A second order linear differential equation has the form:

𝐴(𝑥)𝑦" + 𝐵(𝑥)𝑦′ + 𝐶(𝑥)𝑦 = 𝐹(𝑥).
If 𝐹 (𝑥 ) = 0, we say the equation is homogeneous.



Ex. 𝑥 2 𝑦" + 2𝑥𝑦 ′ + 3𝑦 = cos 𝑥 is a non-homogeneous linear equation.
𝑥 2 𝑦" + 2𝑥𝑦 ′ + 3𝑦 = 0 is the associated homogeneous equation.

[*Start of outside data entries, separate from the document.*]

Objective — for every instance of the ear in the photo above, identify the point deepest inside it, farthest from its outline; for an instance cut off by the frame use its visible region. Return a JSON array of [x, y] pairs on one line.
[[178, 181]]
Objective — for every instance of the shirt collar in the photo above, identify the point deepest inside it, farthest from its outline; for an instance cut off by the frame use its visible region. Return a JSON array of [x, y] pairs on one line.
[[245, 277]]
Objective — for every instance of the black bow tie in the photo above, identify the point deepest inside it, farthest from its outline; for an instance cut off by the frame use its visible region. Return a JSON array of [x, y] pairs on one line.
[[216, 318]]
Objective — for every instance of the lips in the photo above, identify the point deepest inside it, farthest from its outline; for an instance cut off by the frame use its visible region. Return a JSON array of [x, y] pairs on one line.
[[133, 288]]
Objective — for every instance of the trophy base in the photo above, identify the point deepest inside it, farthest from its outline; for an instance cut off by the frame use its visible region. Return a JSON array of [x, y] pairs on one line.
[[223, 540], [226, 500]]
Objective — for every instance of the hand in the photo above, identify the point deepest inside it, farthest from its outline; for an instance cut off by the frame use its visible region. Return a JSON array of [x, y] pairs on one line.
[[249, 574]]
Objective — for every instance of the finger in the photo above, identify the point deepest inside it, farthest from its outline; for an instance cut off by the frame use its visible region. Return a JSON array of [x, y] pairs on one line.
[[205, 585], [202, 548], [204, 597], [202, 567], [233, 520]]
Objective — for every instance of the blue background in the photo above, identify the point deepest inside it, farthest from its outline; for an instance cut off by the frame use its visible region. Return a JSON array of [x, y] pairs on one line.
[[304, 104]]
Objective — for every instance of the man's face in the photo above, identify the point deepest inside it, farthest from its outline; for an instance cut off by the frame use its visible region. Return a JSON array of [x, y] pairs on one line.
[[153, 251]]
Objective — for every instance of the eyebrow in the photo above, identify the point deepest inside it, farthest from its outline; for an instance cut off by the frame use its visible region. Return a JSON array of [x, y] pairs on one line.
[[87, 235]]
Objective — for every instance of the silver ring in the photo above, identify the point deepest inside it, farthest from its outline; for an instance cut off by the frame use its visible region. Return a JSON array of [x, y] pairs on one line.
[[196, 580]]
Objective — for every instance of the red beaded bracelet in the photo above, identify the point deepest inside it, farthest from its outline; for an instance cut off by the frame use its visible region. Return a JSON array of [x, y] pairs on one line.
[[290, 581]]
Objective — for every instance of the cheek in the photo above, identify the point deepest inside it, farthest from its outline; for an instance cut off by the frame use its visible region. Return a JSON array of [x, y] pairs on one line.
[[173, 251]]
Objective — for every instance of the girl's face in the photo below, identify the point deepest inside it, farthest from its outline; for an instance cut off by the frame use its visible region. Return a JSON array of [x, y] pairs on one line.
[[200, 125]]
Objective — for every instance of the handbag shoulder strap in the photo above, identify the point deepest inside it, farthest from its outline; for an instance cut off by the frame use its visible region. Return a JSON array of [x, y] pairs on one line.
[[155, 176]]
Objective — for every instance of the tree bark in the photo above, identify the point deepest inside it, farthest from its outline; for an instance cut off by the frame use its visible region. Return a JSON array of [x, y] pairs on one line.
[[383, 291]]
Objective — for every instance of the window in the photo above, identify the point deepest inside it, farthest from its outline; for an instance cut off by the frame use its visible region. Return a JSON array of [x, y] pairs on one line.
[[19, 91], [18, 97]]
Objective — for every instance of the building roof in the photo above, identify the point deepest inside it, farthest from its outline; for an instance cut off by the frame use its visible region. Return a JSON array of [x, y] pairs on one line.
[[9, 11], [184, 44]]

Notice that if 𝐴(𝑥)𝑦" + 𝐵(𝑥)𝑦′ + 𝐶(𝑥)𝑦 = 𝐹(𝑥) and 𝐴(𝑥) ≠ 0, then we
can divide the equation by 𝐴(𝑥) and get an equation of the form:

𝑦" + 𝑝(𝑥)𝑦′ + 𝑞(𝑥)𝑦 = 𝑓(𝑥).
Here, the associated homogeneous equation is:

𝑦" + 𝑝(𝑥)𝑦′ + 𝑞(𝑥)𝑦 = 0.


Notice that if 𝑦1 and 𝑦2 are solutions to a homogeneous equation then so is
𝑐1 𝑦1 + 𝑐2 𝑦2 for any real numbers, 𝑐1 and 𝑐2 .
If 𝑦1 , 𝑦2 are solutions to:

𝑦" + 𝑝(𝑥)𝑦′ + 𝑞(𝑥)𝑦 = 0
then: 𝑦1 ′′ + 𝑝(𝑥)𝑦1 ′ + 𝑞(𝑥)𝑦1 = 0
𝑦2 ′′ + 𝑝(𝑥)𝑦2 ′ + 𝑞(𝑥)𝑦2 = 0.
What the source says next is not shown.